5. Structured products underperform unprotected equities
Structured products can under and outperform unprotected equities depending on the structured product, the type of equity that is being compared and the prevailing economic environment when the comparison is made. The difference between unprotected equities and structured products is potential returns from a structured product are clearly defined and there is usually some capital protection.
6. Consumers cannot judge risk since providers do not disclose the counterparty or credit risk
A number of providers in the past used the credit ratings of external agencies, such as Standard & Poor’s, to describe the counterparty risk associated with a product. As the Lehman’s event showed, a greater level of disclosure was felt necessary for retail investors. Today the leading providers of structured products take particular care to provide information such as naming of the underlying counterparty and education relating to counterparty risk.
7. Investors should avoid structured products because they do not benefit from share dividends
Structured products often link the performance to the growth of an index, for example the FTSE 100. Normally the index chosen is known as a price return index which tracks the growth of underlying equities but does not include any dividends.
The reasons for this are clear and transparent. Structured products are designed to deliver specific returns based on expectations of market growth, often providing a level of security against market falls. Defining returns in this way means it is possible, in simplistic terms, to exchange one feature for another to create different returns.
Dividends are a good example, as often their positive ‘value’ can be used to help offset negative market risks – exactly the type of trade off that structured products specialise in. However, not all structured products forgo dividends and there are many products linked to assets such as commodities or emerging markets where there are no dividends.
8. Structured products are not always available
The market for structured products has grown considerably over recent years and continues to grow.
Last year saw more than 900 product launches with October alone seeing more than 100 product launches (www.structuredretailproducts.com), indicating there is a varied and regular stream of products available.

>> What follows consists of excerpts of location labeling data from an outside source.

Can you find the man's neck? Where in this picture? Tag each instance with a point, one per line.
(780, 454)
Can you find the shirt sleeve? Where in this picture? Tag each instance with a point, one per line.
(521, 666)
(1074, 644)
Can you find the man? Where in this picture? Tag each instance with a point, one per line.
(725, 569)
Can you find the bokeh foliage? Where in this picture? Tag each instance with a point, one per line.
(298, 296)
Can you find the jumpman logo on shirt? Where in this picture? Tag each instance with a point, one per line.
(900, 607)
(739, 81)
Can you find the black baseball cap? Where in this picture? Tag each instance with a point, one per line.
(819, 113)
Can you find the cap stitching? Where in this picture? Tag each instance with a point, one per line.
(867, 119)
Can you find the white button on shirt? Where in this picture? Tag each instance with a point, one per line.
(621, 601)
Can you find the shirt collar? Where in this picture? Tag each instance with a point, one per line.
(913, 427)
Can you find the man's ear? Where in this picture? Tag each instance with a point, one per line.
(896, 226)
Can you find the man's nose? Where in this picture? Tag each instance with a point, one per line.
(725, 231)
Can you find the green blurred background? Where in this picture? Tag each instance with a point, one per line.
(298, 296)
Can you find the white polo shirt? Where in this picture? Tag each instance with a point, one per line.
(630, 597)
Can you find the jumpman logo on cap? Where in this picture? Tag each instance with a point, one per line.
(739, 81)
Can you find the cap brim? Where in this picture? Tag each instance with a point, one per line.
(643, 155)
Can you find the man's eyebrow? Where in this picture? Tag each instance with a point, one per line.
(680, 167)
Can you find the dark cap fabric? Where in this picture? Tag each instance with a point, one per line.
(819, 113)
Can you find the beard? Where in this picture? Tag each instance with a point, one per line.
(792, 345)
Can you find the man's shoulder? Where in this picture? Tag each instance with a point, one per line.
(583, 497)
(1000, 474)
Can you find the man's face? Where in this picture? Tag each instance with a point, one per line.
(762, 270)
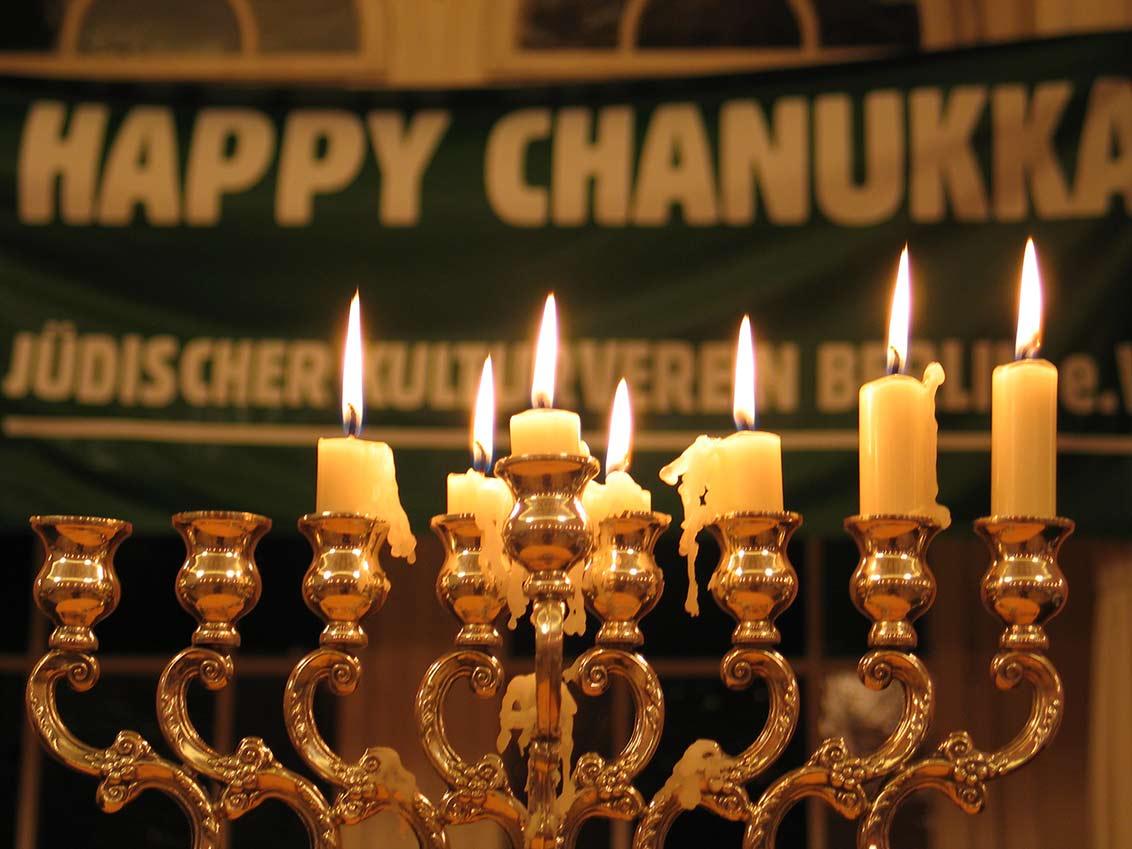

9. Investors cannot monitor progress of a structured product
The structured products market has developed rapidly and the ability for investors and advisers alike to monitor performance has been one of the many areas that have seen advances.
Many providers are now offering product-monitoring tools on their websites and the introduction of structured products on platforms will mean more tools like this will become available.
Structured products are not an investment panacea, but they can and do provide excellent investments that millions of investors currently hold as part of a balanced and well allocated portfolio. That they will continue to do so is not a myth.
10. Structured products are too expensive
As with all investments, there are fees associated that reflect the launch costs and expected profits. Whether it be the product research, creation of literature, distribution costs or indeed the cost of advice, these fees can be defined at the outset of a product’s design and thus allows such costs to be ‘in-built’ into any product returns. This is due to the fixed term nature of structured products which allows providers to offer returns net of any fees. This enables investors to consider whether the investment meets their needs without having to consider the impact of charges, which can be an advantage.
These fees are not standard for every product, since products differ through payout, term, and how they are distributed. That said the costs, including advice, are typically between 1% to 1.5% per annum. This compares favourably with many, more traditional, investments.